Я выбрала себе научного руководителя — как мне показалось, симпатичного. В конечном счете симпатия к нему едва не стоила мне научной работы.

В сущности, выбрала я его за голос. У него был красивый музыкальный голос — я обнаружила, что могу слушать его бесконечно. От него мне не приходилось «отгораживаться»: он говорил и говорил, а меня это совершенно не беспокоило. Это первое; а второе то, что его взгляд на мир, кажется, не слишком сильно отличался от моего. Он сомневался в существовании какой-либо неоспоримой реальности, все считал относительным, а кроме того, происходил из рабочего класса и не забывал об этом — это помогало ему понять, что означает для меня «мы и они».

Пока я писала работу, поведение мое становилось все более и более странным. Свою работу я охраняла, как зеницу ока, и не показывала ему даже отрывков. В личных беседах, едва заходила речь о какой-либо связи моей темы с собственной жизнью, я становилась крайне уклончивой. Научный руководитель приставал ко мне с вопросами — я отвечала ему загадками. Было бы легче, умей я врать — однако любая ложь в моих устах больше сообщила бы о том, что я пытаюсь скрыть, чем о моей способности скрываться, убегать и прятаться.

Мой научный руководитель, быть может, был добрым человеком, однако, пытаясь преодолеть мою уклончивость, становился саркастичен и временами язвителен. Должно быть, его и удивляло, и забавляло то, что все саркастические замечания я пропускала мимо ушей. В других отношениях я была умна, но тонкие намеки и подколки оставались выше моего понимания. Наконец он это понял — и, оставив колкости, напрямую спросил, почему я не отвечаю на его вопросы. Он назвал меня «энигма». Придя домой, я посмотрела это слово в словаре.

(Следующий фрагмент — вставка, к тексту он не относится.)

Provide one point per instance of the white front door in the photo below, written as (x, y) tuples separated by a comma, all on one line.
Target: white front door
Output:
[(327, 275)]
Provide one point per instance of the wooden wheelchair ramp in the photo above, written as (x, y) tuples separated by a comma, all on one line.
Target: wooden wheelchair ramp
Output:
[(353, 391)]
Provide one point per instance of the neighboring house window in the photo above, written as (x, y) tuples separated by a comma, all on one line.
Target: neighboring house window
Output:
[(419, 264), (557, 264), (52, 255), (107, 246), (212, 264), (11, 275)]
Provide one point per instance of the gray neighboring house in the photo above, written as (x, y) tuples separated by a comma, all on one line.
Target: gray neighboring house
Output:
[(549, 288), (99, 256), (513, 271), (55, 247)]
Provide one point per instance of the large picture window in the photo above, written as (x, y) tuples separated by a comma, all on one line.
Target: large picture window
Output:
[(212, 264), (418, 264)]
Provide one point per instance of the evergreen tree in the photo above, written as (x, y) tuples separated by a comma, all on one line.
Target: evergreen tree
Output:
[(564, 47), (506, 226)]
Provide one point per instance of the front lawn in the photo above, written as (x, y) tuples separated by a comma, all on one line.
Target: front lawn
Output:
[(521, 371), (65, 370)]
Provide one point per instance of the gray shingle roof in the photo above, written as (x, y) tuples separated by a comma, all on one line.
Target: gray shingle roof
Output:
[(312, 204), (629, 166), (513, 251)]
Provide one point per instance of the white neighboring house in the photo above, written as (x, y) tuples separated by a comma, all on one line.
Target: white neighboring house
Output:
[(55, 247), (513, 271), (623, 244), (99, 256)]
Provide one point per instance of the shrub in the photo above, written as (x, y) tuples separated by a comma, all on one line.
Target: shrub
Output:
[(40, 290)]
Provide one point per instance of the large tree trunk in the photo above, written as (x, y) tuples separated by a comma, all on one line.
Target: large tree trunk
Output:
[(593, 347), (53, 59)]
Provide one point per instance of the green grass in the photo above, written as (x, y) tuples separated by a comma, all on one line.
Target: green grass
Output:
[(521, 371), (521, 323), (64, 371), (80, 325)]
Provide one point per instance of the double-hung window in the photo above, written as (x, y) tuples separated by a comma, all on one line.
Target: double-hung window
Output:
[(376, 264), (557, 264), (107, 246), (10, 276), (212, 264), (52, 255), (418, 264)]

Он очень старался меня разгадать — а я от него бегала, как только могла. Неверный мир, в который я погрузилась, не мог служить мне защитой; порой я спрашивала себя, не для того ли бросилась во все эти треволнения, чтобы хоть что-то почувствовать.

Быть может, о том же спрашивал себя и мой научный руководитель. Он заметил постоянные перемены во мне, ярче всего отражавшиеся в перемене костюмов. Однажды он спросил, замечаю ли это я сама.